Cenk Sökmen (Ses Operatörü): “İyi ki tiyatro var, diyorum”

 

Ses operatörü olarak kendimi oyunun bir parçası olarak görüyorum. Sanırım bütün arkadaşlarım da aynı fikirdedir. Çünkü tiyatro oyunu sahnedeyken sizin ses operatörü olarak o oyuna dahil olmanız gerekiyor. Oyuncularla, seslerle, ışıklarla birleşmeniz gerekiyor. Tiyatroda yönetmeninden asistanına kadar herkesin inanılmaz bir emeği var. Ve maalesef ülkemizde işçiye, emekçiye, tiyatroya daha pek çok şeye verilmeyen bu değer içinde emeğimizin karşılığını ne yazık ki alamıyoruz. Tüm bunların dışında sahnelediğimiz her oyunu adeta yaşıyoruz. Seyircimizin gözündeki hüznü ve mutluluğu görmek bize “Başardık” hissini veriyor.
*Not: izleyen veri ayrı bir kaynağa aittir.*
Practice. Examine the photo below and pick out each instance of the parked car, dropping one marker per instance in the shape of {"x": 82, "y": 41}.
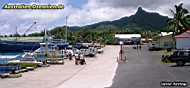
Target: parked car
{"x": 100, "y": 49}
{"x": 153, "y": 47}
{"x": 180, "y": 57}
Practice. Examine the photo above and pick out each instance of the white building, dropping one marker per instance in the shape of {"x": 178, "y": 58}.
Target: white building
{"x": 128, "y": 38}
{"x": 183, "y": 40}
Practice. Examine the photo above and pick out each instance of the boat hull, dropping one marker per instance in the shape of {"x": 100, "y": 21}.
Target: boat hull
{"x": 14, "y": 46}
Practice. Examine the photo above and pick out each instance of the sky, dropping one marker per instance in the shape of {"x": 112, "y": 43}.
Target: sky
{"x": 79, "y": 12}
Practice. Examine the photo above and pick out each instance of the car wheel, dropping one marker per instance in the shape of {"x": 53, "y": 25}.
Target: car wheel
{"x": 180, "y": 63}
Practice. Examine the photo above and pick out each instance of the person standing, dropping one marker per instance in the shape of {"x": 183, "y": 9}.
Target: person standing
{"x": 77, "y": 58}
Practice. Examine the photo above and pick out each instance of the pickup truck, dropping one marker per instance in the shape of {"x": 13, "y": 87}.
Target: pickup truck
{"x": 180, "y": 57}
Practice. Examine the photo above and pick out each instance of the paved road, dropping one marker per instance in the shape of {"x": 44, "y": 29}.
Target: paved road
{"x": 98, "y": 73}
{"x": 144, "y": 70}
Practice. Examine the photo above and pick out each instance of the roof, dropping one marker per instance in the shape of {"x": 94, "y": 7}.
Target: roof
{"x": 184, "y": 35}
{"x": 127, "y": 35}
{"x": 166, "y": 33}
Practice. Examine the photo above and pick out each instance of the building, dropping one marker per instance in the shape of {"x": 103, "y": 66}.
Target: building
{"x": 166, "y": 40}
{"x": 183, "y": 40}
{"x": 128, "y": 38}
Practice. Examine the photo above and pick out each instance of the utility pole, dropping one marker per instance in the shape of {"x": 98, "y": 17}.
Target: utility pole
{"x": 66, "y": 30}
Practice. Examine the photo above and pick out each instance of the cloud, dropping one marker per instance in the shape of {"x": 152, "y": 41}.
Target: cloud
{"x": 92, "y": 11}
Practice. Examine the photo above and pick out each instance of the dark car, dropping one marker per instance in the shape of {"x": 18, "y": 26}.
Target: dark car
{"x": 154, "y": 47}
{"x": 180, "y": 57}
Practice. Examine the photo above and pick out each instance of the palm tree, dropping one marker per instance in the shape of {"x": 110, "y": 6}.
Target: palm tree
{"x": 181, "y": 19}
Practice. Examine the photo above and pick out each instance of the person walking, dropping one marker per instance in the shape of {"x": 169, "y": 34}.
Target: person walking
{"x": 77, "y": 58}
{"x": 70, "y": 56}
{"x": 82, "y": 59}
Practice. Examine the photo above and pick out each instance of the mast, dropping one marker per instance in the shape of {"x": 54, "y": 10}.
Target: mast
{"x": 46, "y": 42}
{"x": 66, "y": 30}
{"x": 16, "y": 35}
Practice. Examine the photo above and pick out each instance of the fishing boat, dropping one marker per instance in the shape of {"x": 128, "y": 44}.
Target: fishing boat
{"x": 18, "y": 46}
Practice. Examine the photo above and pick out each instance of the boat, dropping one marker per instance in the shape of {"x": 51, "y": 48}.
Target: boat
{"x": 18, "y": 46}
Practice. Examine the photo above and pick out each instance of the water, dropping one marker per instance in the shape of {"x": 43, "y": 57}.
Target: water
{"x": 4, "y": 58}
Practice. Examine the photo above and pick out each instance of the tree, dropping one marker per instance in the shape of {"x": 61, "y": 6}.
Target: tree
{"x": 181, "y": 19}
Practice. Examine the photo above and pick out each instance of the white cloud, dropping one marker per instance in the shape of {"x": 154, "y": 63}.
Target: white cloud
{"x": 91, "y": 12}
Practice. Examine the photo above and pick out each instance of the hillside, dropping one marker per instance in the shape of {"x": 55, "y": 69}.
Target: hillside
{"x": 140, "y": 21}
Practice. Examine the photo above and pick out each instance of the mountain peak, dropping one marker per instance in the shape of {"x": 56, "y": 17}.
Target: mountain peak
{"x": 140, "y": 9}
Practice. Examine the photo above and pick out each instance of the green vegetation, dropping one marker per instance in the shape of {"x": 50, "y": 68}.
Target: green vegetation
{"x": 181, "y": 19}
{"x": 149, "y": 25}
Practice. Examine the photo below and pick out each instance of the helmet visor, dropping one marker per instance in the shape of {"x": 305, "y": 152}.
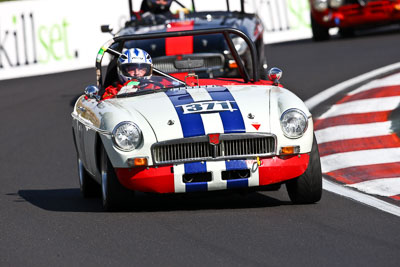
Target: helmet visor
{"x": 136, "y": 70}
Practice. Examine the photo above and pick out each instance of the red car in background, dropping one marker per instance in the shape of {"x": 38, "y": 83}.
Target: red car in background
{"x": 349, "y": 15}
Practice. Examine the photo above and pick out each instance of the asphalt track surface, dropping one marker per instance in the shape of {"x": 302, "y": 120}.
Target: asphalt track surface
{"x": 45, "y": 221}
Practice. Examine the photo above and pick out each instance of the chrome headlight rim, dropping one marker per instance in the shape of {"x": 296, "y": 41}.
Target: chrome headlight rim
{"x": 305, "y": 120}
{"x": 336, "y": 3}
{"x": 114, "y": 137}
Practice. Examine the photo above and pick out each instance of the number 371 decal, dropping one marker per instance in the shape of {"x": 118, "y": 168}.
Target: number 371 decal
{"x": 207, "y": 106}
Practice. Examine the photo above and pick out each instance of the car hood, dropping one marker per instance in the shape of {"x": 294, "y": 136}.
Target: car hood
{"x": 199, "y": 111}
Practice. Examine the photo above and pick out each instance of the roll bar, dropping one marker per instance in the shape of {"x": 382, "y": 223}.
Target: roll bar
{"x": 226, "y": 32}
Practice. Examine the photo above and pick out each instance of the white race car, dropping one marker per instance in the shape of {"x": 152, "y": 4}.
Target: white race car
{"x": 171, "y": 136}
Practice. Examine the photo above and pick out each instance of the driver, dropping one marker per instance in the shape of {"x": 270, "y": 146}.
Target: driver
{"x": 133, "y": 64}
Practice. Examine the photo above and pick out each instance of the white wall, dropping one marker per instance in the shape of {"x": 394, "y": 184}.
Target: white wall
{"x": 45, "y": 36}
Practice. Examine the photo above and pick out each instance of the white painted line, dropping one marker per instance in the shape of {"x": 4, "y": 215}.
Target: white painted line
{"x": 391, "y": 80}
{"x": 324, "y": 95}
{"x": 339, "y": 189}
{"x": 361, "y": 197}
{"x": 363, "y": 106}
{"x": 359, "y": 158}
{"x": 345, "y": 132}
{"x": 386, "y": 187}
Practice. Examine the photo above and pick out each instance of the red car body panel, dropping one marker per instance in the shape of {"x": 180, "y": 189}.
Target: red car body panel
{"x": 374, "y": 13}
{"x": 161, "y": 179}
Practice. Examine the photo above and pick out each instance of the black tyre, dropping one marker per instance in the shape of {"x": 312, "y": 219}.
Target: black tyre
{"x": 115, "y": 196}
{"x": 307, "y": 188}
{"x": 346, "y": 32}
{"x": 88, "y": 186}
{"x": 320, "y": 33}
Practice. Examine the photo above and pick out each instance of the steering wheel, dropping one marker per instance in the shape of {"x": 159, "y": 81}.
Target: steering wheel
{"x": 154, "y": 84}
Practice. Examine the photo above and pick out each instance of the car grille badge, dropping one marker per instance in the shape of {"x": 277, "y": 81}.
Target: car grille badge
{"x": 213, "y": 139}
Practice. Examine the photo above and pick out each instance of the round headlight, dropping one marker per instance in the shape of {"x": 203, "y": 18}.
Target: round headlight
{"x": 294, "y": 123}
{"x": 320, "y": 5}
{"x": 336, "y": 3}
{"x": 127, "y": 136}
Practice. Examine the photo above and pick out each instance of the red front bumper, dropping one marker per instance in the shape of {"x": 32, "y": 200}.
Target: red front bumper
{"x": 162, "y": 179}
{"x": 354, "y": 15}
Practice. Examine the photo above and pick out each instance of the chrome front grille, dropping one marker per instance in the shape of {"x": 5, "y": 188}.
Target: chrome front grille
{"x": 199, "y": 148}
{"x": 211, "y": 61}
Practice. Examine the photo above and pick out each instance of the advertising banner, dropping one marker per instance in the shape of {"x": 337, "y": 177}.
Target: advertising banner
{"x": 47, "y": 36}
{"x": 44, "y": 36}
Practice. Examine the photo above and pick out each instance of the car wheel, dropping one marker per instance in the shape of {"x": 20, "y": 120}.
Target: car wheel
{"x": 320, "y": 33}
{"x": 115, "y": 196}
{"x": 307, "y": 188}
{"x": 346, "y": 32}
{"x": 88, "y": 186}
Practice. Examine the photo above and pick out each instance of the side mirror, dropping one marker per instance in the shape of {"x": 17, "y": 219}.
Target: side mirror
{"x": 275, "y": 75}
{"x": 106, "y": 28}
{"x": 92, "y": 92}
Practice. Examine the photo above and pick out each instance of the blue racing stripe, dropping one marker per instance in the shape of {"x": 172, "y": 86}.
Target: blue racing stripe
{"x": 232, "y": 120}
{"x": 237, "y": 183}
{"x": 192, "y": 124}
{"x": 196, "y": 187}
{"x": 195, "y": 167}
{"x": 235, "y": 165}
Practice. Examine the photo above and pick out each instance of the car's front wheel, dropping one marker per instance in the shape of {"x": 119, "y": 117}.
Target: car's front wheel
{"x": 115, "y": 196}
{"x": 87, "y": 185}
{"x": 307, "y": 188}
{"x": 346, "y": 32}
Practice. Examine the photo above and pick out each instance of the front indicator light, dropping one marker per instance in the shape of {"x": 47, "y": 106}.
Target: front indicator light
{"x": 135, "y": 162}
{"x": 232, "y": 64}
{"x": 289, "y": 150}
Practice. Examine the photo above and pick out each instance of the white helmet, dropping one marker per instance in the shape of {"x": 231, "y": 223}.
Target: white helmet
{"x": 134, "y": 63}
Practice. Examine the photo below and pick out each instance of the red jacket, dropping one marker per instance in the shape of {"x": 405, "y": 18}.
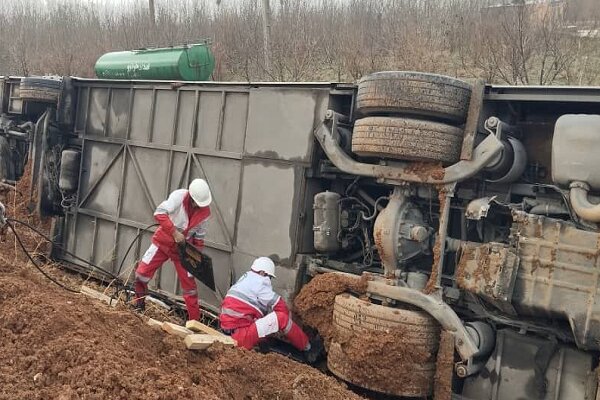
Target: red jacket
{"x": 177, "y": 212}
{"x": 251, "y": 298}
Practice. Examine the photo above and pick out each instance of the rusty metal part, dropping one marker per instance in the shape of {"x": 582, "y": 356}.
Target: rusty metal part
{"x": 400, "y": 232}
{"x": 489, "y": 271}
{"x": 444, "y": 368}
{"x": 463, "y": 370}
{"x": 448, "y": 193}
{"x": 436, "y": 307}
{"x": 484, "y": 153}
{"x": 478, "y": 208}
{"x": 517, "y": 163}
{"x": 475, "y": 105}
{"x": 558, "y": 275}
{"x": 580, "y": 203}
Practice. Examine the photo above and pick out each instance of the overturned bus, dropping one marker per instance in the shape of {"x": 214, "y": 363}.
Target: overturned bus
{"x": 472, "y": 206}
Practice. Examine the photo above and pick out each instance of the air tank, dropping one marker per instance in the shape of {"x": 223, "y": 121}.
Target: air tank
{"x": 326, "y": 225}
{"x": 185, "y": 63}
{"x": 69, "y": 170}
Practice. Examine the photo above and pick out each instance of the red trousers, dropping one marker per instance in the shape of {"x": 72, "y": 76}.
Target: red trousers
{"x": 153, "y": 259}
{"x": 247, "y": 336}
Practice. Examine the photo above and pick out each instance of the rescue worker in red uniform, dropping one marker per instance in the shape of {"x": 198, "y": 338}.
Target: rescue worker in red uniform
{"x": 251, "y": 311}
{"x": 182, "y": 217}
O alkışların arasında her oyun sonrasında “İyi ki tiyatro var” diyorum ve her 1 Mayıs’ta Nâzım Hikmet’in “Çocuklar inanın, inanın çocuklar güzel günler göreceğiz, güneşli günler” dediği aklıma geliyor. Umarım bütün kardeşlerimle motorları maviliklere süreceğimiz nice 1 Mayıslar kutlarız. İşçi ve emekçi bayramımız kutlu olsun.